For several years, BioPortal team has contributed to a new semantic service for requesting ontology terms. The product is called OntoloBridge, and it lets users request terms (and eventually, changes to terms) for any ontology.

Developed by the University of Miami’s Institute for Data Science and Computing, Stanford University’s Center for Biomedical Informatics Research, and Collaborative Drug Discovery, Inc., OntoloBridge lets users or other systems make a request for an ontology term in a particular ontology. Often users looking at an ontology have no idea how to request a new ontology term, or whom to ask; and if they are using a tool that is itself using an ontology, the end user may not even know what ontology is being used.

OntoloBridge solves this problem by providing an API for requesting ontology terms, and curating the requests that are received. BioPortal has implemented an interface to this API, so that if an ontology manager wants people to be able to easily request new terms for their BioPortal-displayed ontology, they simply ask the Stanford BioPortal or University of Miami OntoloBridge team to enable the request system for their ontology.

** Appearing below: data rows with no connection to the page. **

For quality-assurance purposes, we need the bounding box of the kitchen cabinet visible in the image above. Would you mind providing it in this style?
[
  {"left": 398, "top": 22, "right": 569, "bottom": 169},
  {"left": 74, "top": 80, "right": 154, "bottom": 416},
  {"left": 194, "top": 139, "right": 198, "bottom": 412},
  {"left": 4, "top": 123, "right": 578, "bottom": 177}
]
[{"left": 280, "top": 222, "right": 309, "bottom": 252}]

After selecting the ‘cell’ concept in the Protein Ontology, a logged-in user clicks on New Term Requests
to see and fill out the OntoloBridge request form.

When the BioPortal ontology has OntoloBridge requests enabled, the registered BioPortal user viewing ontology terms in the ontology’s class tree can use the New Terms Request tab to fill out a request form for the term he or she needs. BioPortal will forward this request to OntoloBridge, whose operations team will pass the request on to the appropriate ontology manager or ontology request system.

The OntoloBridge term request service can also be enabled in any OntoPortal Virtual Appliance, after consultation with the University of Miami team.

In the coming year, BioPortal plans to implement a configurable instructions field for each OntoloBridge-enabled ontology, and make it possible to see the status of term requests previous made for that ontology.